The idea was that human brains were much more adapt at solving certain problems than conventional algorithms and researchers thought they could use the architecture of our brains to make machines more efficient in solving these problems.
The basic building block of a neural network is the neuron – or also called the node. The essentials:
- neurons most often have multiple inputs $x_i$
- they only have one output $y$
- by calculating $\sum_i w_i * x_i = y$
If you compare this with the above basic structure of a network, you might notice, that in that image the nodes have multiple outgoing edges. That just means that the single output is sent to multiple nodes in the next layer as input. The node just computes one value, but that value can be used multiple times.
The neurons are connected with edges and each edge represents a weight $w$. So for each node every input gets a weight, which is the number with which the input is multiplied before all inputs are added up.
$\sum_i w_i * x_i = y$
At the start of training, the weights are unknown and will be adjusted by trial and error (or with more useful methods like gradient descent). A known data point will be inserted into the network and the result will be compared to the true result $y$ and if it is wrong, the weights need to be changed.

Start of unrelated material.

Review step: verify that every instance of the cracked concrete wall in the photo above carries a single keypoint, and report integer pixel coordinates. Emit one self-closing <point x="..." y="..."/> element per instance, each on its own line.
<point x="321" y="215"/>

A layer consists of some neurons all at the same depth in the network. A network can have arbitrarily many layers and each layer can have a different number of neurons.
There are also different types of layers. The first layer is always called input layer and the last layer output layer. Everything between is a hidden layer. However, layers are different from each other through different activation functions (see below), pooling etc. Typically each neuron within one layer has the same activation function, though, meaning the layers itself are uniform.
An activation function is a function that is applied to the output of a single neuron.
One example is the rectified linear activation function or sometimes called a rectified linear unit. It calculates $max(0, y)$, so it sets all negative values to 0. That is useful in cases, where a negative value would make no sense in the context.